CLEMSON — While college sports fans and media members, alike, reacted to the NCAA's new rule on athlete transfers Wednesday, Clemson head coach Dabo Swinney believes the hoopla is much ado about nothing.
The NCAA officially passed its transfer reform rule, which will come into effect Oct. 15, allowing college athletes to transfer to and receive financial aid from another school without permission from their current coach or school.
Swinney, speaking to reporters at his football camp in Clemson on Wednesday, said the new rule will have minimal impact on the game. In the past, coaches were allowed to block players from transferring to certain schools, but Swinney said the banned list of schools was far from extravagant.
"I don't think it's going to have much of an impact," he said. "In the past, there were few restrictions, you might have 10 schools you might try to (block) — schools on your schedule that year. That was kind of the standard process, but that's really the only change."
Several players have either transferred from Clemson this offseason or announced their decision to do so, including former quarterbacks Zerrick Cooper and Hunter Johnson, now at Jacksonville State and Northwestern, respectively, and defensive tackle Josh Belk, who will continue his career at South Carolina.
Generally, when it's first announced a player will leave their program, a handful of programs are rumored as possible destinations. Said student-athlete may also take a few visits in what's essentially their second run at recruitment.
Swinney, however, hinted that those visits and rumors are, more often than not, more fluff than substance and players rarely asked permission to transfer in the past.
"They don't have to come and ask you, they just go," he said. "But usually they don't ask you anyway, they already know where they're going before they get to that point. I don't have a problem with it at all, it's what it is.
"I don't have a problem with it. I just focus on the ones here."
The ones here at quarterback are Kelly Bryant, Trevor Lawrence, Chase Brice and newcomer Ben Batson who was originally going to play safety for the Tigers, but the former Dorman standout will continue his career behind center.
"Now, we have three that I think we can win with," Swinney said.
"We had four that I felt like we could win with.

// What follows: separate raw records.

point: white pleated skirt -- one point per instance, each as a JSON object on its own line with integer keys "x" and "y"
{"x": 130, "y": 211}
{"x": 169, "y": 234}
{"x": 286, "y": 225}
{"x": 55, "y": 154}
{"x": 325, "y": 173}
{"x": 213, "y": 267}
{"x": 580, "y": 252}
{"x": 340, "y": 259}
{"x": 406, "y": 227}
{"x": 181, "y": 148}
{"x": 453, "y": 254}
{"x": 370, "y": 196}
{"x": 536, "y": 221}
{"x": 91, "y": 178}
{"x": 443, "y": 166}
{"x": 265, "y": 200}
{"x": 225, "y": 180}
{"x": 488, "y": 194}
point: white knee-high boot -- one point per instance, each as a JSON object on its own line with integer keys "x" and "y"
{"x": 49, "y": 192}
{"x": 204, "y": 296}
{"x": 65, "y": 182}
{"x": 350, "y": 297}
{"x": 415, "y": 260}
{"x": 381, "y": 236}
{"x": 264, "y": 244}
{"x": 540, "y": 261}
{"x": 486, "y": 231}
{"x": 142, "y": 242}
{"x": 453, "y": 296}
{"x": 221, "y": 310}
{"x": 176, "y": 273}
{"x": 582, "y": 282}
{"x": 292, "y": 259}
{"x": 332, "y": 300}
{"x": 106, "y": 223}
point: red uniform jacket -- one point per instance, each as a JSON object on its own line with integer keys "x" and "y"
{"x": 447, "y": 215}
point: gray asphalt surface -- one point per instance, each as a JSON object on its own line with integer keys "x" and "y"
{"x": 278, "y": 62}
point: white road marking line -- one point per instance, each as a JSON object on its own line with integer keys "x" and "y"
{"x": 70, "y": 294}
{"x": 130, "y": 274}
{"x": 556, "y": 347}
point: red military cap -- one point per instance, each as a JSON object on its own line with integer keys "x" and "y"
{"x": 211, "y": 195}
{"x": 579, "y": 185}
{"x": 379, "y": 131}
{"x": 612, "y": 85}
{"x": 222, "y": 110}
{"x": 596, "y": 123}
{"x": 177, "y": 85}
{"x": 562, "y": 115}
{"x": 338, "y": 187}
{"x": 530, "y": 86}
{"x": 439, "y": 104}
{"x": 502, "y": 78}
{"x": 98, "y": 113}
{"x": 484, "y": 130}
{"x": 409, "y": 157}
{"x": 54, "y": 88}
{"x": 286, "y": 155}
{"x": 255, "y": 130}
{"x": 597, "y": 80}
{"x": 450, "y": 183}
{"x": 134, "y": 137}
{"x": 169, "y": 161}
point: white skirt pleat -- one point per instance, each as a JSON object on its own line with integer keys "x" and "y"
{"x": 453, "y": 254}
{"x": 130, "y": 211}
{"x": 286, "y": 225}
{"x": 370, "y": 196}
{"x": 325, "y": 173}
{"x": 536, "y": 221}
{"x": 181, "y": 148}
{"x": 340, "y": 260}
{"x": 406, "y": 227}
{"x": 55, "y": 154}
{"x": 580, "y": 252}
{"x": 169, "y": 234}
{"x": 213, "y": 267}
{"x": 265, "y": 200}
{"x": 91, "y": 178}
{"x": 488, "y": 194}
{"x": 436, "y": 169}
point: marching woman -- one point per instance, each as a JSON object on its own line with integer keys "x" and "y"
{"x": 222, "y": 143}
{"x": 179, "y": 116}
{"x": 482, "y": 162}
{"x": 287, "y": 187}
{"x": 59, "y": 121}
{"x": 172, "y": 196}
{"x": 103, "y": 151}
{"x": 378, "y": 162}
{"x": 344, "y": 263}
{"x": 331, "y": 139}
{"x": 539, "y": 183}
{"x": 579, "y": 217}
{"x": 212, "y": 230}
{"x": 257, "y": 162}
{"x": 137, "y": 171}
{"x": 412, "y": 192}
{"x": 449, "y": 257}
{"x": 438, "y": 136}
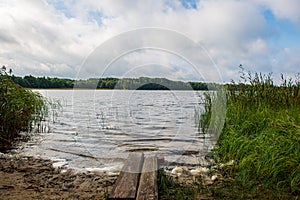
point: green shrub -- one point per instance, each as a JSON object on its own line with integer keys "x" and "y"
{"x": 20, "y": 109}
{"x": 262, "y": 133}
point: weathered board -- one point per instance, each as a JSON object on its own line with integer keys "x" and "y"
{"x": 127, "y": 183}
{"x": 148, "y": 181}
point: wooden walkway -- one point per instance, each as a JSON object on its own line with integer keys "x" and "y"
{"x": 138, "y": 179}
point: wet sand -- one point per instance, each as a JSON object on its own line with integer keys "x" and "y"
{"x": 23, "y": 177}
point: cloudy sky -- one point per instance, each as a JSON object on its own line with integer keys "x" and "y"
{"x": 178, "y": 39}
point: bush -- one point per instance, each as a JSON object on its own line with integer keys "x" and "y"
{"x": 262, "y": 134}
{"x": 20, "y": 108}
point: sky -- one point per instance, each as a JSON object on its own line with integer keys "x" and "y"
{"x": 189, "y": 40}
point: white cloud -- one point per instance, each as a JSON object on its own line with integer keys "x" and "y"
{"x": 287, "y": 9}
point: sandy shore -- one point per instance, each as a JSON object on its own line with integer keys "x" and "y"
{"x": 24, "y": 177}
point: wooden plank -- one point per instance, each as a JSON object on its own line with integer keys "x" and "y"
{"x": 148, "y": 181}
{"x": 128, "y": 180}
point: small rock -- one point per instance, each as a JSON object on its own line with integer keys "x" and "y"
{"x": 180, "y": 170}
{"x": 199, "y": 171}
{"x": 214, "y": 177}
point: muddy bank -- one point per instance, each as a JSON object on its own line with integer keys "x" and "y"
{"x": 24, "y": 177}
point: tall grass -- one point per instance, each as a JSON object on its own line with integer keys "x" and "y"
{"x": 262, "y": 133}
{"x": 19, "y": 109}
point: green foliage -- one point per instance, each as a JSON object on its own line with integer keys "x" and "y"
{"x": 168, "y": 188}
{"x": 262, "y": 134}
{"x": 20, "y": 108}
{"x": 142, "y": 83}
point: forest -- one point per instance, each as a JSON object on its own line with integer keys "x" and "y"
{"x": 142, "y": 83}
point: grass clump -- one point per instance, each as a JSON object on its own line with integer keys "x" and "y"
{"x": 20, "y": 109}
{"x": 262, "y": 134}
{"x": 168, "y": 188}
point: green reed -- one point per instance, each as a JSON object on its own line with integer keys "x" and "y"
{"x": 20, "y": 109}
{"x": 262, "y": 133}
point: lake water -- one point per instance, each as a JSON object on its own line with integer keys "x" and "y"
{"x": 97, "y": 129}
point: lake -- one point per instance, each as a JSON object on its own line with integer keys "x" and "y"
{"x": 97, "y": 129}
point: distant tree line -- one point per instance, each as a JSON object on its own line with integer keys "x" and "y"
{"x": 142, "y": 83}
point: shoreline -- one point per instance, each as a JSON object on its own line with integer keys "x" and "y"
{"x": 26, "y": 177}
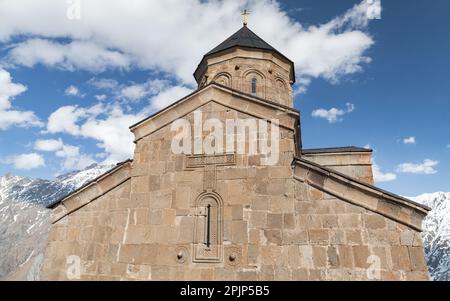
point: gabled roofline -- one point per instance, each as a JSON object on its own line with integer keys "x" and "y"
{"x": 332, "y": 150}
{"x": 260, "y": 100}
{"x": 381, "y": 192}
{"x": 97, "y": 179}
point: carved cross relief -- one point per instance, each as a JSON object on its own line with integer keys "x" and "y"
{"x": 208, "y": 212}
{"x": 209, "y": 165}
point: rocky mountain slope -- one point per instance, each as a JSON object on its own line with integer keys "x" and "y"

Now we have three."
The NCAA also announced a rule allowing Division-I college football players to play in as many as four games in a season without exhausting their eligibility for the year, protecting players if they're unable to play due to injury or "other factors."
Swinney is all for that rule.
“That is awesome! Are you kidding me,” Swinney said.
“The fact that you have a chance to maybe play a kid that you know you want to redshirt, but maybe it is a home game or something and you get an opportunity to get him a little bit of experience or you have a guy that is not ready but all of sudden you have a couple of injuries and by the end of the year, maybe you have three games left, and maybe a guy can play and finish it out and not lose a whole year of eligibility. Maybe something in the bowl situation where maybe you have some injuries or whatever… I think it is great for the health of the student athletes and all of those other reasons we talked about.”